Work-life balance in this day and age seems as attainable as owning a rainbow coloured unicorn. It’s something people high up in organizations seem to give some lip service too, but in practice? It seems like it hardly ever plays out the way it’s promised to, or at least desired to.
It certainly doesn’t help that we have Yahoo! CEO Marissa Mayer forgoing the maternity leave to which she is entitled—and let’s be honest, she of all people can afford to take the time. What does that tell us moms who work outside the home?
Sure it’s fine to say you should strive for work-life balance, but when CEOs of companies set the example of returning to work right away, they’re setting the expectation that people who are committed to their jobs, return to work as soon as they can. That’s not work-life balance.
So when someone in a position of power puts their money where their mouth is, it sets an important precedent and example; it’s okay to say ‘this time is for my family’ and mean it.
Late last week, Environment and Climate Change Minister Catherine McKenna made headlines. (It’s sad that this is headline worthy. But that’s really the point, isn’t it?) McKenna told her staff that she will be punching out every day (except for Thursdays) at 5:30, so that she can be home for dinner with her three children and help them with their homework.“I am not going to be a good minister unless I’m happy at home and my family’s happy and there’s some balance,” she told the Star.
“I’m very happy to work late, and you certainly work very long hours,” she says. “But it’s really important to my mental health to be able to know I can be home and check in with everyone and in that time, I’m not available.”
And there it is. Action. Not words. Instead of McKenna telling her office there needs to be work-life balance, she is setting the example and the expectation of what that actually means. It doesn’t mean forgoing one for the other. It simply means organizing your life in such a way that you don’t exhaust yourself doing one, to the detriment of the other.
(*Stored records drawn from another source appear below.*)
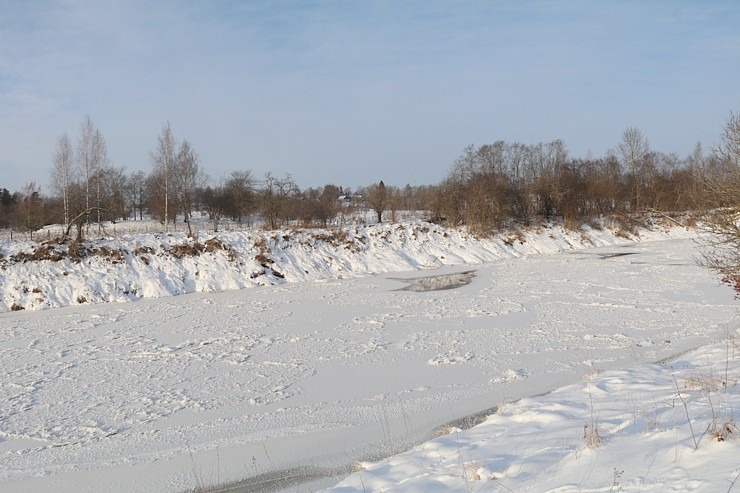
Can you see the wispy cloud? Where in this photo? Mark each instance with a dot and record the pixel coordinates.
(343, 91)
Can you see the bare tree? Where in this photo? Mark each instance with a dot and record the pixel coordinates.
(187, 179)
(99, 162)
(633, 148)
(275, 199)
(240, 188)
(85, 159)
(62, 173)
(377, 198)
(137, 192)
(92, 156)
(722, 251)
(164, 160)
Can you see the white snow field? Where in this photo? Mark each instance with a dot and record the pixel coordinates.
(313, 377)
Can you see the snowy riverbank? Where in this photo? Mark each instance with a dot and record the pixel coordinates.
(178, 393)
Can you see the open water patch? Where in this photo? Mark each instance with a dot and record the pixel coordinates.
(439, 282)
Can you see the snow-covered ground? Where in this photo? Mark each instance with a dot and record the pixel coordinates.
(315, 376)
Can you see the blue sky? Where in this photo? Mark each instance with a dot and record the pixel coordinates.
(352, 92)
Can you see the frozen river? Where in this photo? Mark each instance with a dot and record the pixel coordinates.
(176, 393)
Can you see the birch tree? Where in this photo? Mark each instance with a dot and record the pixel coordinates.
(163, 160)
(187, 179)
(62, 173)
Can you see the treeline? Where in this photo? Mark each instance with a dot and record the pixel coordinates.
(486, 187)
(495, 183)
(88, 190)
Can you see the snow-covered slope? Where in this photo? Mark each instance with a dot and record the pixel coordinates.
(296, 381)
(46, 275)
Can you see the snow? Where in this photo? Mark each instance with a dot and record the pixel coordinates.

“Traditionally, Parliament Hill is a place men go for power and families go to die,” the Star wrote. But I don’t think that’s unique to high power government officials. In my informal survey of my own personal network, that feeling, the feeling of increasing responsibility as they ascend within their chosen careers, added to the pressure of fewer people in workplaces to spread the work around and higher demands from the top to perform, leaves most people I know feeling exhausted and stretched thin.
McKenna’s announcement shouldn’t have been earth shattering or ground breaking or news worthy. But leaving work at 5:30 to be home for dinner with her kids and be a family was such a divergence from what is usual and expected that people everywhere are talking about it.
The idea of work-life balance needs to be given more than just lip service. It needs people in power and control to stand up and set an example of what that actually means.
Maybe if enough women in leadership positions are encouraged to, empowered to, and inspired to leave their desks in time to be home for dinner, and if they in turn encourage their own staff to follow suit, maybe announcements like McKenna’s won’t be front page news anymore. Maybe it will simply be a given that a parents’ place, at least on as regular a basis as possible, is at home at the dinner table with their families.